I am a research fellow and PhD candidate in Advanced and Humanoid Robotics at iCub Facility (Humanoid Sensing and Perception research line) at the Istituto Italiano di Tecnologia in Genova. The goal of my research is to improve perception and manipulation skills for humanoid robots, by exploiting both visual and tactile information. All my main achievements have been implemented in C++ and tested on the humanoid robot iCub. Recently, I got interested in Artificial Intelligence and, in particular, Deep Reinforcement Learning for robotics. I strongly believe that robots autonomous skills can be improved by combining model-based and learning techniques.

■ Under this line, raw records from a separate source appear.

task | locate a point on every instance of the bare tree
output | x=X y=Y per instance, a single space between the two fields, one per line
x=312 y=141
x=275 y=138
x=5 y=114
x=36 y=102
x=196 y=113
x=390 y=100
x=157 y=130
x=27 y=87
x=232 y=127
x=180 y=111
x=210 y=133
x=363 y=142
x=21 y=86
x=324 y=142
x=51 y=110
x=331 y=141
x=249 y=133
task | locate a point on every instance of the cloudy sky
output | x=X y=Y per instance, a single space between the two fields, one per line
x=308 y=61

Improving Superquadric Modeling and Grasping with Prior on Object Shapes [ICRA 2018]
This work improves our previous approach based on superquadric functions. In particular, we speed up and refine the modeling process by using prior information on the object shape provided by an object classifier. We use our previous method for the computation of grasping pose to obtain pose candidates for both the robot hands and, then, we automatically choose the best candidate for grasping the object according to a given quality index.
More information are available at this link.

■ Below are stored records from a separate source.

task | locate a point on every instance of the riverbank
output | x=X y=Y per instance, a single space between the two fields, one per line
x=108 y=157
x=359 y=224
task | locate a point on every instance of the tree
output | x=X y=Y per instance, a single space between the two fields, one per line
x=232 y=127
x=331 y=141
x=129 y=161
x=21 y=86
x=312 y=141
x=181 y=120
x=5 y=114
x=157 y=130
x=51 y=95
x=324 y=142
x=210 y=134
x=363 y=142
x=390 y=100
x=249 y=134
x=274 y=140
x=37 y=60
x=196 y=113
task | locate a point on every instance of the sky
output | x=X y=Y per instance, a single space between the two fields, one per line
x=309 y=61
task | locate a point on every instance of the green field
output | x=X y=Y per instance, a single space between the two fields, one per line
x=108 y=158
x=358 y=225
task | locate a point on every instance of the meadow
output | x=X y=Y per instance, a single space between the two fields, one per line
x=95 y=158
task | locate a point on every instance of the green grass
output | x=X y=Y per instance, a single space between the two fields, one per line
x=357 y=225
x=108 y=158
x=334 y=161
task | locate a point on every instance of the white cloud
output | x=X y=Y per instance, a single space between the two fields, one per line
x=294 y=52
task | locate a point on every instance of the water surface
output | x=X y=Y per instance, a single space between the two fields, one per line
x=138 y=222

A Grasping Approach Based on Superquadric Models [ICRA 2017]
We propose a novel approach in which the grasping problem is solved by modeling the object and the volume graspable by the hand with superquadric functions. The object model is computed in real-time using stereo vision. Pose computation is formulated as a nonlinear constrained optimization problem, which is solved in real-time using the Ipopt software package. Notably, our method finds solutions in which the fingers are located on portions of the object that are occluded by vision.
A Novel Pipeline for Bi-manual Handover Task [Advanced Robotics 2017]
This paper addresses the problem of bi-manual object handover with a humanoid robot, i.e. the task of passing objects from one hand to the other. We propose a novel and effective pipeline that tackles the problem by using visual and tactile information. Given the object in one of the robot hand (first hand), the object in-hand pose is estimated by a localization algorithm, which makes use of vision and tactile information. Then, the estimated pose is used in order to automatically choose a suitable pose for the second hand among a set of candidates a-priori annotated on the object model. The selected pose is finally used to accomplish the handover task.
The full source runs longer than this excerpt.